Soziokulturelles Zentrum Klösterchen: Erinnern, mahnen und handeln- ein untrennbarer Dreischritt

Filmvorführung am 30. Januar 2020, 19.30 Uhr, Dahlemer Str. 28

In unmittelbarer terminlicher Nähe des Internationalen Tages des Gedenkens an die Opfer des Holocaust, der am 27. Januar begangen wird, haben sich das "Soziokulturelles Zentrum Klösterchen", der Arbeitskreis "Wege gegen das Vergessen" der Stadt Herzogenrath, sowie das Evangelische Erwachsenenbildungswerk im Kirchenkreis Aachen erneut zusammen getan.

Gemeinsam laden sie am Donnerstag, 30. Januar um 19.30 Uhr zum Kinodokumentarfilm "Wir sind Juden aus Breslau" ins Kulturhaus an der Dahlemerstraße 28 in Herzogenrath ein.

Noch einmal historisch in das Jahr 1933 und danach zurückzublättern, schien den Veranstaltern nach einem Angebot der Regisseurin Karin Kaper aus Berlin, die auch nach dem Film zum Gespräch bereit steht, dringend geboten, da auch so ein eindrückliches Zeichen gegen stärker werdende nationalistische und antisemitische Strömungen in Europa gesetzt werden kann. Außerdem zeigt der Film aus geschichtlicher Perpsktive auf, wohin eine katastrophale Abschottungspolitik gegenüber Flüchtlingen führt. Schließlich setzt der Streifen anhand der Lebensschicksale der Protagonisten auch die Gründung des Staates Israel mit den Erfahrungen des Holocaust in unmittelbare Beziehung. Zum Inhalt des Films, der am 6.11.2016 im polnischen Wroclaw Premiere feierte und seither mit vielen Filmpreisen ausgezeichnet wurde: Die Zeitzeugen waren damals jung, blickten erwartungsfroh in die Zukunft und fühlten sich in Breslau, der Stadt mit der damals in Deutschland drittgrößten jüdischen Gemeinde gut beheimatet und aufgehoben. Dann kam Hitler an die Macht und ab diesem Zeitpunkt verbindet diese damals Heranwachsenden das gemeinsame Schicksal der Verfolgung durch Nazi-Deutschland als Juden: Manche von ihnen mußten fliehen oder ins Exil gehen und einige überlebten später gar das Konzentrationslager Auschwitz. Der Heimat endgültig beraubt, entkamen sie in alle rettenden Himmelsrichtungen und bauten sich in den USA, England, Frankreich und selbst auch in Deutschland ein neues Leben auf. Nicht wenige haben bei der Gründung und dem Aufbau Israels wesentlich mitgewirkt. 14 Zeitzeugen stehen im Mittelpunkt des Dokumentarfilms und erinnern nicht nur an vergangene jüdische Lebenswelten in Breslau. Ihre späteren Erfahrungen veranschaulichen eindrücklich ein facettenreiches Generationenportrait. Einige von ihnen nehmen sogar den Weg in die frühere Heimat auf sich und reisen ins heutige polnische Wroclaw, wo sie einer deutsch-polnischen Jugendgruppe begegnen. Gerade in Zeiten des zunehmenden Antisemitismus in weiten Teilen Europas schlägt der Film eine emotionale Brücke von der Vergangenheit in eine von uns allen verantwortlich zu gestaltende Zukunft.

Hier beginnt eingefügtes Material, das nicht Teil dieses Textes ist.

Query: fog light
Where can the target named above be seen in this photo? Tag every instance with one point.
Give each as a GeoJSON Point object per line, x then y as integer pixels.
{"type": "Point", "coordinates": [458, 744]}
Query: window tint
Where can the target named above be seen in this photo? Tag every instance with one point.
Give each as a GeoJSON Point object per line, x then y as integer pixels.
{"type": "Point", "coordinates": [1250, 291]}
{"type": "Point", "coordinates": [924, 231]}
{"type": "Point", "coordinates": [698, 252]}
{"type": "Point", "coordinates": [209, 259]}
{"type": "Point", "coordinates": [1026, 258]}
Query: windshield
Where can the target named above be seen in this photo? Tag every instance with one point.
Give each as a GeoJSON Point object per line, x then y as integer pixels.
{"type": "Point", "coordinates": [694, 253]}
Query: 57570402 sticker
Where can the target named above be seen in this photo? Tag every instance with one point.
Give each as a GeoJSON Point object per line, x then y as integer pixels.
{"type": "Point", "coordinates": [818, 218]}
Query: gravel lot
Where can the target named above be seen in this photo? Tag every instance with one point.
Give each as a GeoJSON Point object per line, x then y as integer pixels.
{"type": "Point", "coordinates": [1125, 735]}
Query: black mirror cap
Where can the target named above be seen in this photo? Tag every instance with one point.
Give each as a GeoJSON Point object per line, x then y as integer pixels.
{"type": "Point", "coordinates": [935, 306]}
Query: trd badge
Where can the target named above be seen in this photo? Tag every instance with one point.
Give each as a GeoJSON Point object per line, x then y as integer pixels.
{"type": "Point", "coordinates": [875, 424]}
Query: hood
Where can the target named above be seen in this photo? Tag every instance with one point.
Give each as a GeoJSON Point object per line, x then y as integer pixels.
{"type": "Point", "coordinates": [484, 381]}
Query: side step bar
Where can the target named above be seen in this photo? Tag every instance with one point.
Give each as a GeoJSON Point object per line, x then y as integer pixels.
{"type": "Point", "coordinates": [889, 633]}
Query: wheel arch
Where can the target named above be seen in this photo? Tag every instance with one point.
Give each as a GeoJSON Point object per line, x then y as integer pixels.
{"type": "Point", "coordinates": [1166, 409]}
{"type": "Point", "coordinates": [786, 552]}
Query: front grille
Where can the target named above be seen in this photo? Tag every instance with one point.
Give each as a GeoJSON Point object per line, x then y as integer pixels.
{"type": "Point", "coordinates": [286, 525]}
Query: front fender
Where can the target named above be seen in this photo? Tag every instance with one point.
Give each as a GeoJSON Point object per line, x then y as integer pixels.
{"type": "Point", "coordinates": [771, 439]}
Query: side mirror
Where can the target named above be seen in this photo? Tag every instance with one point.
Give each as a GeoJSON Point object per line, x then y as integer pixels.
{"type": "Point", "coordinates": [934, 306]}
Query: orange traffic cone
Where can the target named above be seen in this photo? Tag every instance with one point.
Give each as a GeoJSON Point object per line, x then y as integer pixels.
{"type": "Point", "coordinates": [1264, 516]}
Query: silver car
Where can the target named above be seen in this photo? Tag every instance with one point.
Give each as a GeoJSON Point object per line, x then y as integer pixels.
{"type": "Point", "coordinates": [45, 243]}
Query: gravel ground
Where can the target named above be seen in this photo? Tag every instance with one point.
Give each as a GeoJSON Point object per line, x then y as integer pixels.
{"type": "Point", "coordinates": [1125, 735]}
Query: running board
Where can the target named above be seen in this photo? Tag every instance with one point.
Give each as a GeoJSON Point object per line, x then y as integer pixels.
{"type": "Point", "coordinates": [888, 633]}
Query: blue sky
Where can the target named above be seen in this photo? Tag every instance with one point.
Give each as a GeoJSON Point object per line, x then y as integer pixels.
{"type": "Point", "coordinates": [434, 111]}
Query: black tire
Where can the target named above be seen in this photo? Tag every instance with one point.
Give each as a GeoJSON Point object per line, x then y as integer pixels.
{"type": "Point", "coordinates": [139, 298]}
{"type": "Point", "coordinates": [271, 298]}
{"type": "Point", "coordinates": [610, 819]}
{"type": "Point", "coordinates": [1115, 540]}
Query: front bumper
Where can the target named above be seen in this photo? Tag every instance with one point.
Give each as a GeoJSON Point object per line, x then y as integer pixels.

Ein Eintritt wird für dieses lebendige Zeitzeugnis bewusst nicht erhoben, wobei gerne Spenden für die Antirassismusarbeit im Klösterchen gegeben werden dürfen.

Am Morgen des 31.1. schließlich wird der Film einem großen Auditorium in der Aula des Schulzentrums Herzogenrath allerdings als schulinterne Veranstaltung im Rahmen der Kulturkooperation zwischen dem Klösterchen und dem Gymnasium Herzogenrath gezeigt.